In short, live video supports businesses by providing ROI. Let’s look at some statistics:
- 40% of people who watch a live stream of an event will attend the same event the following year (Digitell)
- Marketers who use video grow revenue 49% faster than non-video users (Vidyard)
- Businesses using video grow 49% faster than organizations without video (Aberdeen Group)
- 52% of marketing pros/marketers worldwide** name video as the type of content with the best ROI (HubSpot)
- 73% of B2B marketing professionals say that video has positively impacted marketing results (Reel SEO)
- 74% of marketers say video produces more conversions than other content (Vidyard)
- Enjoyment of video increases purchase intent by 97% and brand association by 139% (Unruly)

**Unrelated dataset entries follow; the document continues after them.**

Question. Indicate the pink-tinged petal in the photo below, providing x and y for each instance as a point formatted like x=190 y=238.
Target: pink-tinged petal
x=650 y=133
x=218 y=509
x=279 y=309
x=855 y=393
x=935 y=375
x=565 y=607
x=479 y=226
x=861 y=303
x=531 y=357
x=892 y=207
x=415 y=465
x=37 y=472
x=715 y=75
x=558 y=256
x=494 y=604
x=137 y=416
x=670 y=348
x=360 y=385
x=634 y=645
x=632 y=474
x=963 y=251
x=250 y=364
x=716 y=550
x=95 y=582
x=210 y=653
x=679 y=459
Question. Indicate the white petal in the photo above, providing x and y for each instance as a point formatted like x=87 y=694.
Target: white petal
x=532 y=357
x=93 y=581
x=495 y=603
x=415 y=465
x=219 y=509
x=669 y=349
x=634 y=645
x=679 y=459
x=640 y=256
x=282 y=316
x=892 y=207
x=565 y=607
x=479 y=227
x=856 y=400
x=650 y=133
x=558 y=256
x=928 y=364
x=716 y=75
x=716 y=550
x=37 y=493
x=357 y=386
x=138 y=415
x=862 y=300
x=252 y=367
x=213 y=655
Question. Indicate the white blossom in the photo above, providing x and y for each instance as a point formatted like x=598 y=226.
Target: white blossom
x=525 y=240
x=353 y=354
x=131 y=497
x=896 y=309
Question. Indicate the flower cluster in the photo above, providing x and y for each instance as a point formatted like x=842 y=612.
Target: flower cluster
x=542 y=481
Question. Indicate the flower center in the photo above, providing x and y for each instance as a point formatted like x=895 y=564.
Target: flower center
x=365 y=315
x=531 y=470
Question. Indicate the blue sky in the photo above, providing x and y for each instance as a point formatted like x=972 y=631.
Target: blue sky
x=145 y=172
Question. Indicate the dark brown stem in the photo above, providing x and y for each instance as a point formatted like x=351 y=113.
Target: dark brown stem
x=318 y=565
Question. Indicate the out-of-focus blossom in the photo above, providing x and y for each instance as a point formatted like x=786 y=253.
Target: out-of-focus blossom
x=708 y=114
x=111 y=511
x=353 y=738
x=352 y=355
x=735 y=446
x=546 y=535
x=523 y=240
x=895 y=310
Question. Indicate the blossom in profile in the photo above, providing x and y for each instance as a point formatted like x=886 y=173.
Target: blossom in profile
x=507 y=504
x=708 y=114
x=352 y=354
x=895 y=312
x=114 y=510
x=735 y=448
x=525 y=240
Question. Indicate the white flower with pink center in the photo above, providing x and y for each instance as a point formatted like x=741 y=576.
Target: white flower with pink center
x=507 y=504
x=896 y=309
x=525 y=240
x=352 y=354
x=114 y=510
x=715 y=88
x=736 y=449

Now, what’s the first thing that comes to mind when you think of live streaming? The likely answer is live events. Streaming live events is a method of visual storytelling which allows consumers to interact with your brand, making them more likely to engage with it in the future. Product releases are one of the main ways that companies use live event streaming, but with a subscription to a great live streaming platform, it can be used literally any time your company or organization wishes to communicate with the general public with an unlimited potential reach.
Consider the wild popularity of Fashion Week. The world of high fashion used to be inaccessible to many. In 2009, Alexander McQueen made the decision to livestream his Spring/Summer 2010 show at New York Fashion Week. It racked up 3.5 million views on YouTube, and next year, Marc Jacobs, Burberry, and Alexander Wang (among others) followed suit. Natalie Okupniak, executive producer of B Productions, believes this happened because brands began to see the potential of live streaming as a marketing event rather than just a trade vent. And she’s right—Russel Quy, president of B Productions’ streaming division, stated that they collect data, such as which looks were most popular in which countries as well as email addresses collected through live stream access portals, and bring that data back to brands. Marc Jacobs and Rebecca Minkoff make use of these tactics, which work even if you’re not a major fashion house.
Live streaming can also prove effective for employees of a brand and can be used to train company newcomers. Microsoft is one of many brands who have invested in video training for their employees, and in doing so, they claim to have avoided annual costs of $13.9 million, a ROI of over 500% on their investment in the training system. And they aren’t the only ones: thousands of companies have seen cost reductions by using live video for corporate communications. This includes meetings, presentations, proposals, conferences, and more. In a 2014 case study by Streaming Media, Eric Hards, manager of digital media services at Lockheed Martin, estimated that they were able to save $100,000 per live event. This is coming from an estimated travel cost of around $2,000 for each attendee of a two-day, minus the cost of facilities. Think about the savings!
Last but not least, the most obvious method: charging people to watch your video content. This can be done by using a streaming platform that offers pay-per-view or paywall options. Simply put, viewers can only access your stream upon payment. There are other methods, such as selling ad monetization or offering a subscription service.